Подберезский подошел сзади к Рублеву, положил ладонь ему на плечо и затем заглянул в глаза, бездонно-пустые, как колодцы в пустыне.

– Худо тебе, Иваныч?

– Да, и не говори, Андрюха, не спрашивай. На, держи свою пушку.

Подберезский взял пистолет, рукоятка была мокрая, словно бы пистолет опустили в воду. С оружием в руках он зашагал к мишени. Результат Подберезского поразил: он подобного не ожидал. Ведь не может человек, уставший, измученный, по-настоящему больной, так хорошо стрелять. Центр мишени был изрешечен и изорван, все пули вошли в черный круг.

Андрей присвистнул от удивления и восхищения. Даже в лучшие времена такого результата никто из знакомых Подберезского достигнуть не мог.

– Слушай, Иваныч, тебя на чемпионат мира можно отправлять по спортивной стрельбе.

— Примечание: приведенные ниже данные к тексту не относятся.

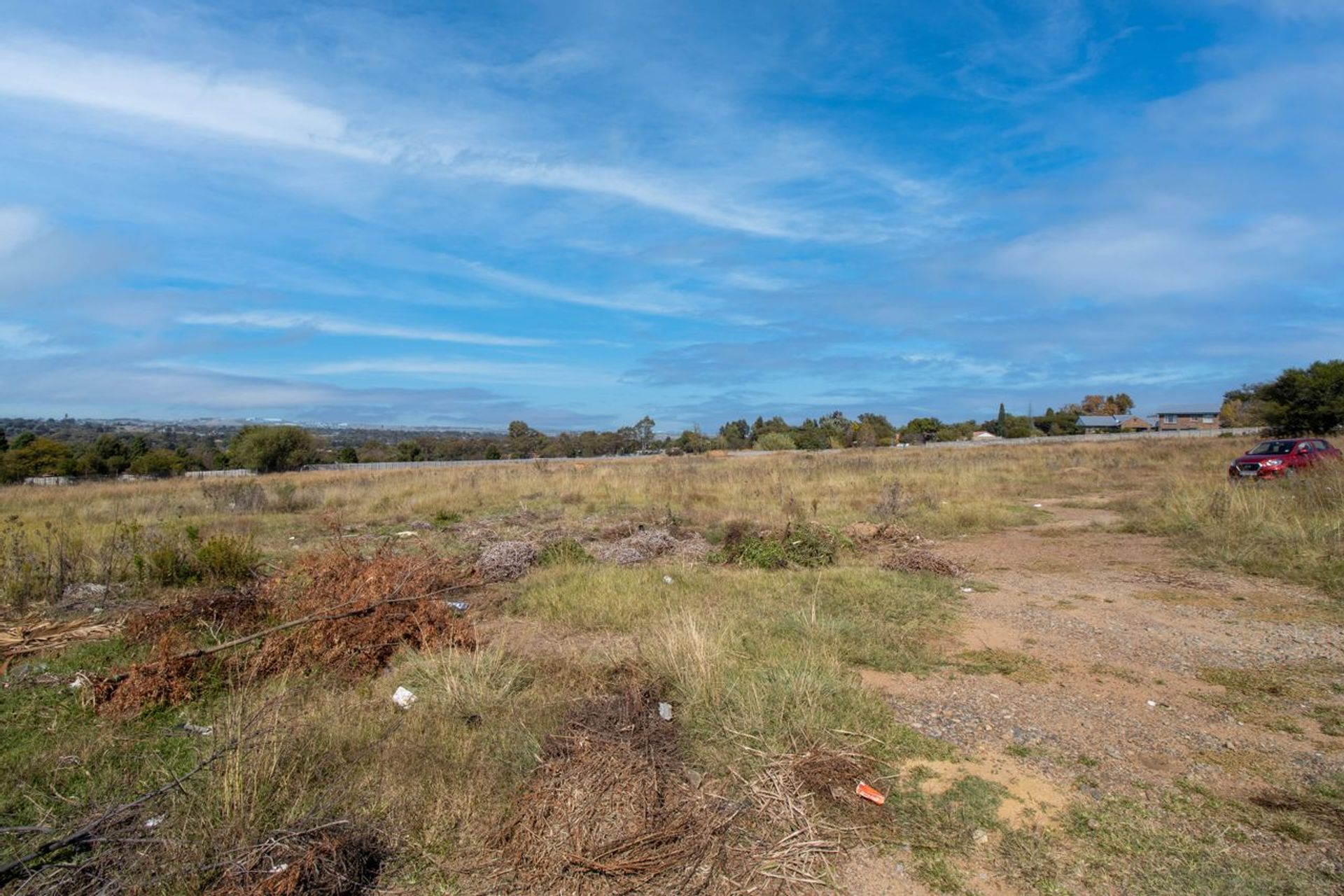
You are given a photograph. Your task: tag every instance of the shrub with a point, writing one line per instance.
(226, 559)
(234, 496)
(796, 546)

– Нет, Андрюха, это была не спортивная стрельба.

Я… – Комбат хотел произнести и поделиться со своим другом самым сокровенным, самым наболевшим, но резко осекся, и желваки под скулами, обтянутыми почти прозрачной, почти пергаментной кожей, дернулись. Комбат заскрежетал зубами.

– Ты что-то хотел сказать, Иваныч, что-то недоговариваешь?

– Просто повезло сегодня. Вроде и руки дрожат, вроде и глаза не видят, а пули, как ни странно, все в цель полетели.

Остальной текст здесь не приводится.